LONDON — Now that she’s "Mrs. Williams," per the Wimbledon chair umpire, now that she’s a mother, now that she is back on tour, Serena Williams is ready to rediscover her full complement of shots and full ability to dominate.
"Not only do I expect to win," she said Monday after picking up a victory in her first match at the All England Club in two years, "I expect to win emphatically."
Williams found herself in a bit of a jam against 105th-ranked Arantxa Rus of the Netherlands, down by a break in the second set on a windy afternoon. And then, a five-game run and 25 minutes later, Williams had completed the 7-5, 6-3 result.
"I have such high expectations of myself," said Williams, whose 23 Grand Slam singles championships include seven at Wimbledon, so she was seeded 25th even though her ranking is 181st following an extended absence. "I don’t go out there expecting to ‘do well’ or ‘see what happens.’ That’s just not me."
Day 1 at the grass-court Grand Slam tournament featured some mild surprises, such as U.S. Open champion and French Open runner-up Sloane Stephens’ third first-round exit in the past five majors, and losses by No. 5 Elina Svitolina and No. 6 Grigor Dimitrov (to three-time major champion Stan Wawrinka).
Also drawing attention was eight-time Wimbledon champ Roger Federer’s new clothing sponsorship, during his easy-as-can-be victory at Centre Court.
Milos Raonic of Thornhill, Ont., opened with a 7-5, 6-0, 6-1 victory over Britain’s Liam Broady while Peter Polansky, also of Thornhill, dropped his first-round match to Austria’s Dennis Novak.
Nothing feels as significant in tennis today, though, as what Williams does — because of what she’s accomplished in the past and because of what she’s trying to accomplish in the present, with a baby in tow. Not that she’s unique: Other mothers who won Monday included 57th-ranked Tatjana Maria of Germany, who beat Svitolina 7-6 (3), 4-6, 6-1; former No. 1 and two-time Australian Open titlist Victoria Azarenka of Belarus and 120th-ranked qualifier Evgeniya Rodina of Russia.

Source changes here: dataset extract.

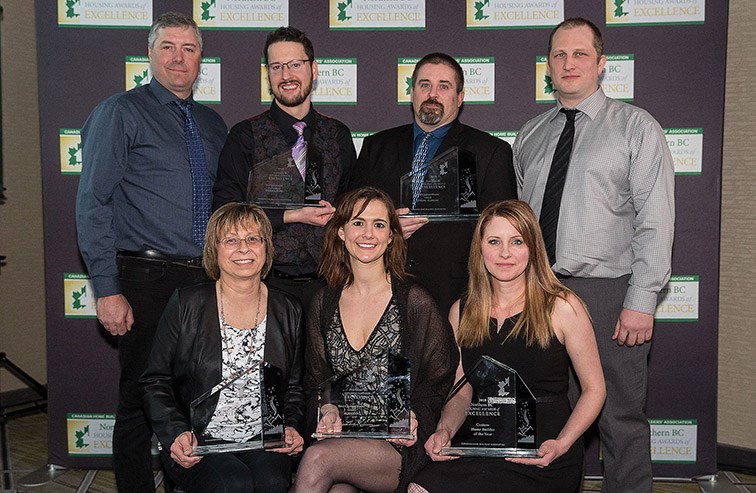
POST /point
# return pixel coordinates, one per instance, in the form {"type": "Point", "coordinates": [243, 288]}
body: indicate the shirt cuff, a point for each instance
{"type": "Point", "coordinates": [105, 286]}
{"type": "Point", "coordinates": [640, 300]}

"The tougher balance, for me, is to be able to spend time away from my son and be OK with taking, sometimes, time for myself, which is a struggle sometimes, because I really want to spend every second with him," said Azarenka, who faces No. 7 seed Karolina Pliskova next.
Williams has won 15 matches in a row at Wimbledon, a streak that encompasses titles in 2015 and 2016, although Williams said that hadn’t occurred to her until a reporter mentioned it. The 36-year-old American sat out the tournament last year while pregnant; she gave birth to a daughter in September and married Reddit co-founder Alexis Ohanian in November (hence the change from "Miss Williams" over the arena microphone).
This is only Williams’ second major tournament in nearly 1 1/2 years. She returned at the French Open in May, and won three matches there before withdrawing with an injured pectoral muscle. She went a few weeks without even attempting to serve, while healing, and insisted she wasn’t entirely sure how she’d fare with that stroke Monday.
Rus rolled her eyes at that notion after the match, saying: "I mean, she doesn’t start a tournament if she’s not prepared."
Maybe so, but Williams double-faulted on the initial point, and dropped in some offerings in the low 80s mph, rather slow for her.
Then she revved it up, getting to 115 mph in each set.
"Serving good," Rus observed. "Hard."
Still, Williams had her issues. She lost her footing and tumbled at one point. She got upset by a line judge’s mistaken call that led to the replay of a point she should have won but instead lost. She was down love-30 on her serve and trailing 3-1 in the second set after a run of 7 of 8 points for Rus.
"Almost," Rus lamented later, "like a double-break."
Almost, but not quite.
Williams came back to hold there and wouldn’t drop another game the rest of the way, dealing better with the wind that whipped this way and that at No. 1 Court and marking terrific passing shots with those customary cries of "Come on!"
Her sister, five-time Wimbledon champion and 2017 finalist Venus, had far more trouble across the grounds at No. 2 Court, slipping to the turf a couple of times and barely moving on with a 6-7 (3), 6-2, 6-1 win against Johanna Larsson of Sweden, who dropped to 0-8 at the All England Club.
The Williams siblings aren’t playing doubles in this tournament, the way they did at Roland Garros, and that’s a good thing for Mom: It gives her more time with her child.
"I felt guilty," Williams said about her time in Paris. "I was like, ‘I haven’t seen Olympia.’ Like, ‘What am I doing?’ … Now that I’m not playing doubles in this event, I have the day off, I think that will help."
It might take time to figure out how to balance her job with her career, just like for many a parent.
"I’m adjusting well. I spend so much time with her every single day. We, like, literally do everything. I really don’t like being away from her," Williams said. "I also think it’s healthy, in a way, for me to do what I need to do, be that working mom, then go back home and be the mom."